The phrase in ictu oculi is a Latin expression meaning "in the blink of an eye". One source is from the Bible, in 1 Corinthians 15:52: "In momento, in ictu oculi, in novissima tuba", translated in the KJV as "In a moment, in the twinkling of an eye, at the last trump:" where the Latin is itself a translation of the original Koine Greek phrase ἐν ῥιπῇ ὀφθαλμοῦ (en rhipēi ophthalmou). The phrase was used by Henry of Huntingdon on the rapid submission to the coronation of Stephen of England in 1135: Sine mora, sine labore, quasi in ictu oculi.
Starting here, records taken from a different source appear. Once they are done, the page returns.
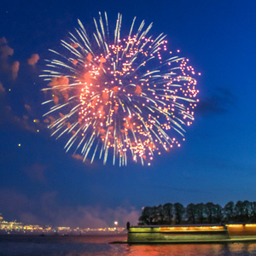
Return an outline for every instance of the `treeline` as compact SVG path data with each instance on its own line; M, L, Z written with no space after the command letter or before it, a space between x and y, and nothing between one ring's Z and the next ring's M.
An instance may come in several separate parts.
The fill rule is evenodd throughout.
M139 225L182 224L230 224L255 223L256 201L238 201L228 202L224 207L218 204L166 203L158 207L143 208Z

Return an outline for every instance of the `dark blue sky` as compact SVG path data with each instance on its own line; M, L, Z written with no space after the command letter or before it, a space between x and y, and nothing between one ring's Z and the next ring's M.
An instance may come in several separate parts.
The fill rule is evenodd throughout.
M100 226L115 219L136 224L145 206L255 201L256 2L112 3L2 2L0 38L2 39L2 46L14 54L4 57L1 48L0 212L9 220ZM201 103L186 141L149 167L84 164L66 154L64 141L51 138L42 122L40 90L47 84L38 75L44 60L52 58L48 49L61 49L77 19L90 31L98 11L107 11L113 26L120 12L125 31L134 16L154 22L152 33L167 34L169 49L180 49L201 73ZM27 64L32 54L40 57L34 67ZM13 79L15 61L20 68Z

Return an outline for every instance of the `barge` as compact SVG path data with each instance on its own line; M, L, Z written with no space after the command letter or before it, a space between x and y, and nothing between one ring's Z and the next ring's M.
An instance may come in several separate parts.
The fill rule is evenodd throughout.
M127 241L119 242L131 244L256 242L256 224L131 226L128 230Z

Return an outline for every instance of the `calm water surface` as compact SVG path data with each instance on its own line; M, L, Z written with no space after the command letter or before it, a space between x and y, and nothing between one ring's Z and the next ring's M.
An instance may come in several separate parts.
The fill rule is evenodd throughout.
M0 255L256 255L256 243L202 245L109 244L126 236L0 236Z

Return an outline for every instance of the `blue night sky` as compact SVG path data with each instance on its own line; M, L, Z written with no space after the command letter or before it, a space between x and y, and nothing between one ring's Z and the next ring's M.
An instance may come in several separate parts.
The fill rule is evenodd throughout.
M150 166L83 163L65 152L65 138L55 141L43 122L47 108L41 105L41 90L47 84L38 76L44 60L55 57L48 49L61 50L60 40L78 26L77 19L90 32L98 11L107 11L113 26L121 13L123 31L129 32L134 16L137 22L154 22L151 32L167 34L168 49L181 49L180 55L201 73L201 102L195 121L186 128L186 141L155 156ZM255 201L255 13L253 0L2 1L3 218L102 227L116 219L137 224L145 206ZM40 58L34 67L27 63L32 54Z

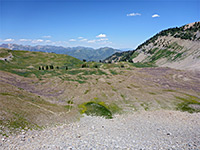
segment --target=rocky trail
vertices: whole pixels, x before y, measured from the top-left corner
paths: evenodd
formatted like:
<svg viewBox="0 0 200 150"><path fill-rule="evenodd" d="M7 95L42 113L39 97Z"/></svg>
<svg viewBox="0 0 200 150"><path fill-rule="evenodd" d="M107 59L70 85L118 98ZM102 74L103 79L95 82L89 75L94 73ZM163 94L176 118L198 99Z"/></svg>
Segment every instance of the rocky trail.
<svg viewBox="0 0 200 150"><path fill-rule="evenodd" d="M200 149L200 113L140 111L1 137L0 149Z"/></svg>

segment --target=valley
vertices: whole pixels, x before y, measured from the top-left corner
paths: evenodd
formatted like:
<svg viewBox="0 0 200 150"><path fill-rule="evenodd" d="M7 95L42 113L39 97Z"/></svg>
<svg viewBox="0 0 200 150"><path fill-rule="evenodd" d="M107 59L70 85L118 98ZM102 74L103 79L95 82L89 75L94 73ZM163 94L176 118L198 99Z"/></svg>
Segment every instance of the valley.
<svg viewBox="0 0 200 150"><path fill-rule="evenodd" d="M200 148L199 44L199 23L193 23L103 62L0 48L0 148L148 149L148 140L156 149ZM134 130L126 139L133 125L139 139ZM46 138L55 144L41 144Z"/></svg>

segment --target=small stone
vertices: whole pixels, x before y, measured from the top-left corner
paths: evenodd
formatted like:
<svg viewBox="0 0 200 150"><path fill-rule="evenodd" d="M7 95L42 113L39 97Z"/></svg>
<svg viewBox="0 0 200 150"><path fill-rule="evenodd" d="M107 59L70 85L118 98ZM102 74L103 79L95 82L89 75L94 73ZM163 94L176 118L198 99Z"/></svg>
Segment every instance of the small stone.
<svg viewBox="0 0 200 150"><path fill-rule="evenodd" d="M69 146L69 147L67 148L67 150L72 150L72 147L71 147L71 146Z"/></svg>

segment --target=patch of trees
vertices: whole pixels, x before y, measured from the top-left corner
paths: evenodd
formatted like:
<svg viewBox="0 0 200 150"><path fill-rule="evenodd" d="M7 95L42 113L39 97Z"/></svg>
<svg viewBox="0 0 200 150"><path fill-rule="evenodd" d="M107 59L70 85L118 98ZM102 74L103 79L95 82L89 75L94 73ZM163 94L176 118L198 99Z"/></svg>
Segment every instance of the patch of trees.
<svg viewBox="0 0 200 150"><path fill-rule="evenodd" d="M54 70L60 69L59 66L54 67L53 65L39 66L38 70ZM68 66L65 66L65 70L68 70Z"/></svg>

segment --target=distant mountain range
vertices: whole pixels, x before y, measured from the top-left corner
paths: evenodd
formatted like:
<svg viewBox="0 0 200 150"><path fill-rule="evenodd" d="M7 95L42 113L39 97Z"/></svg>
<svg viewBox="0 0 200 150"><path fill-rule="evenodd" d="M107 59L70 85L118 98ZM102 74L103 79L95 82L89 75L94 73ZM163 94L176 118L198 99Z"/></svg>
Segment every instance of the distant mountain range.
<svg viewBox="0 0 200 150"><path fill-rule="evenodd" d="M135 51L115 53L104 60L119 61L200 70L200 22L163 30Z"/></svg>
<svg viewBox="0 0 200 150"><path fill-rule="evenodd" d="M62 47L62 46L52 46L52 45L19 45L19 44L1 44L0 47L8 48L11 50L27 50L27 51L40 51L56 54L67 54L78 58L80 60L87 61L99 61L104 60L110 55L121 52L121 50L113 49L110 47L103 47L99 49L93 49L90 47Z"/></svg>

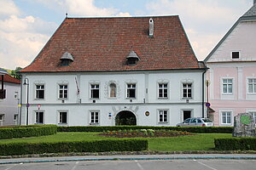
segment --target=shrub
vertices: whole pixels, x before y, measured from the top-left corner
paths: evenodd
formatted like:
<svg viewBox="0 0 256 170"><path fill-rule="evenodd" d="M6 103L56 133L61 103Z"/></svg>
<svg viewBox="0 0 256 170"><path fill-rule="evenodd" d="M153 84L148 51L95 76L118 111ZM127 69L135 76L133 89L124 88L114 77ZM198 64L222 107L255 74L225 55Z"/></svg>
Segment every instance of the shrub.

It also appears as part of the text to a motet by Antoine Busnois entitled "Gaude celestis Domina".

The most notable use of the phrase in an English text is that by John Donne: which shall be found alive upon the earth, we say there shall be a sudden death, and a sudden resurrection; In raptu, in transitu, in ictu oculi, where Donne gives an English-Latin paraphrase on the original context in 1 Corinthians 15.

==Works of art==
More than the original context of the phrase itself, the Latin may be better known as the title of a painting by Juan de Valdés Leal (4 May 1622 – 1690). This painting, an allegory of death (c.1671), is one of two large still life allegorical vanitas paintings, 2.2 m high, by Valdés Leal, painted for the Charity Hospital of Seville. The central character is a skeleton; on the floor lies an open coffin and symbols of wealth and power. The skeleton extinguishes a candle which represents life, and above the taper is written the Latin motto. A volume of Rubens' designs for Antwerp's triumphal arches for the 1634 reception of the new Spanish governor, Cardinal-Infante Ferdinand, stands as a symbol of political disillusionment. The other painting of the pair is Finis Gloriae Mundi, "End of worldly glory," which depicts a dead bishop and a knight.

The painting is a reflection of the vanitas concept in Spanish music of the same period, as illustrated in in ictu oculi. Música española del siglo XVII, a recording by the Spanish early music ensemble Los Músicos de Su Alteza in 2002. The name has also been used for a painting by Diango Hernandez (born 1970) in 2004.